Interns were exposed to the four different types of Armenian genocide denial employed by Turkey and Azerbaijan who continue to operate with genocidal intent toward Armenia. The methods used by denialists ranged from outright denial that any killings took place to a more benign version by claiming many Armenians perished but due to war-time conditions. Interns were taught both defensive and offensive methods in order to counter such denialist rhetoric. The offensive method would involve using academic and primary sources, employing the use of social media, and spreading awareness of the genocide through the arts such as films. If using the defensive approach, one should ask denialists questions such as why there are no more Armenians left on their ancestral lands. The lecture ended with a discussion around the war on Artsakh by Azerbaijan last year which has left Armenians with the dilemma of abandoning Artsakh to save the core Republic of Armenia or trying to salvage what we can.
Starting off our third week, interns met with Tereza Yerimyan, Director of Government Affairs at the ANCA, who gave us more insight into the organization’s lobbying efforts. Tereza explained that now with the ANCA’s goal of American recognition of the genocide out of the way, their efforts focus on education about the genocide and legal work to make the case for reparations. In addition, the ANCA is currently working on stopping arms sales to Azerbaijan and enforcing sanctions on Turkey. In response to a question, Tereza stated that the biggest accomplishment by the ANCA besides US recognition of the genocide was getting the US to send aid to Artsakh despite the fact it does not recognize it as an independent sovereign political entity.

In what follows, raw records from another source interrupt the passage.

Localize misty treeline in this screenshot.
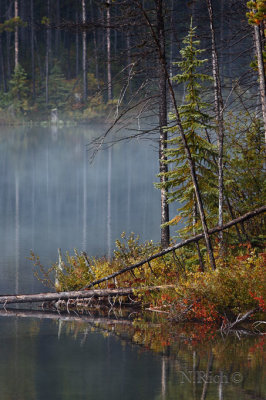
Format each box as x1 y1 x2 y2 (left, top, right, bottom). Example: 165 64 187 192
0 1 262 115
0 0 265 265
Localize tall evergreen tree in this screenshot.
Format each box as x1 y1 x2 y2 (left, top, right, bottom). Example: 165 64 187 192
158 22 217 246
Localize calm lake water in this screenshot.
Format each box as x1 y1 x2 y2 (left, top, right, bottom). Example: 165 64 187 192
0 125 264 400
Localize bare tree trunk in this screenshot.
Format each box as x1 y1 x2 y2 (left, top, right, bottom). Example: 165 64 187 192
15 172 20 294
6 30 11 80
169 0 174 80
55 0 61 54
106 0 112 101
30 0 35 99
75 11 79 77
0 34 7 92
34 33 43 79
157 0 170 248
107 147 112 259
14 0 19 69
45 0 51 105
254 24 266 142
225 195 243 243
82 0 87 102
90 0 99 86
82 150 87 250
206 0 225 256
193 200 205 271
6 1 11 80
126 29 132 93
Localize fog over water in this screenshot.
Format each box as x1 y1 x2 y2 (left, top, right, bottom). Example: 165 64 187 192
0 124 172 294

On September 24, interns met with Board Member and Treasurer of the ANCA Western Region, Hermineh Pakhanians, who lectured us on the Near East Relief Fund and their philanthropic efforts toward the Armenian people during the early 20th century. The organization began when Henry Morgenthau, after several attempts to convince Talaat Pasha to stop the extermination of Armenians, created a committee with his wealthy and influential friends in order to raise funds to assist the Armenian people. Through their efforts a total of $3 billion US dollars were raised, funds if which were not procured would have left many more Armenians dead. The Near East Relief Fund was one of the first US organizations to appeal to the American public and thus it created one of the first ever marketing campaigns in the country. Films, posters, and celebrities were used by the organization to spread its message. This led to an overwhelming response not only from America but the entire world. Near East Relief workers were also instrumental in taking care of Armenian orphans, particularly American missionaries who dedicated their entire lives to the cause. These orphans would grow up in time and move to the neighboring countries of Turkey that welcomed them. This particular lecture was very eye-opening for most of the interns as many of us had not even heard of the fund which was a key in keeping the Armenian nation alive.
Ending our third week, interns met with Alina Sarkissian, co-chair of the ANCA Professional Network who gave us advice regarding how we should conduct ourselves during interviews. We were first taught to have a short “elevator” pitch which would be a quick introduction about ourselves and what our employers would like to know about us specifically. Interns were also told to have a few short stories on hand that would demonstrate skills and abilities that employers would find favorable. Finally, on interview day interns were advised on how to dress appropriately and to always arrive early. Punctuality is key with many employers. The presentation ended with a question-and-answer session where interns asked Tereza how to deal with issues they had to personally face during previous interviews. The advice given was something all the interns could use in their future careers.